Friday mystery object #491 answer

Last week I gave you this detail of a specimen from the Dead Zoo to identify:

I don’t think anyone nailed the identification to species, but several of you get very close, with a trend towards the ursine.

This is the mouth of a Polar Bear Ursus maritimus Phipps, 1774 and even more precisely, it’s the mouth of the Polar Bear shot by Irish explorer Leopold McClintock in April of 1851 on the pack ice between Bathurst Island and Byam Martin Island, in the Canadian Arctic Archipelago.

McClintock’s Polar Bear

As I understand it, this particular bear was tracking McClintock’s group on the ice, and was shot by McClintock to protect the party (and provide some fresh meat). However, the specimen has several bullet holes, which suggest that more than one member of the group took a pop at the bear.

One of several bullet holes in the Polar Bear

Regardless, McClintock is identified as the collector and the specimen was presented to the Royal Dublin Society by Erasmus Ommaney in December that same year.

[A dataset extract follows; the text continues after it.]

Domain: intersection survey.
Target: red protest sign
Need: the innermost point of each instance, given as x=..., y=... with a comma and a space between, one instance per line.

Ommaney was second in second in command of the HMS Resolute, the ship being used to on an expedition to discover the fate of Sir John Franklin, who was lost while attempting to discover the Northwest Passage.

So well done to everyone who managed to recognise the toothy grin of this enormous predator – the animal reputed to give the Arctic its name (“Arctos” meaning “Bear” in Greek – although that probably refers to the constellation Ursa Major or Ursa Minor, which are key navigable features in the northern sky).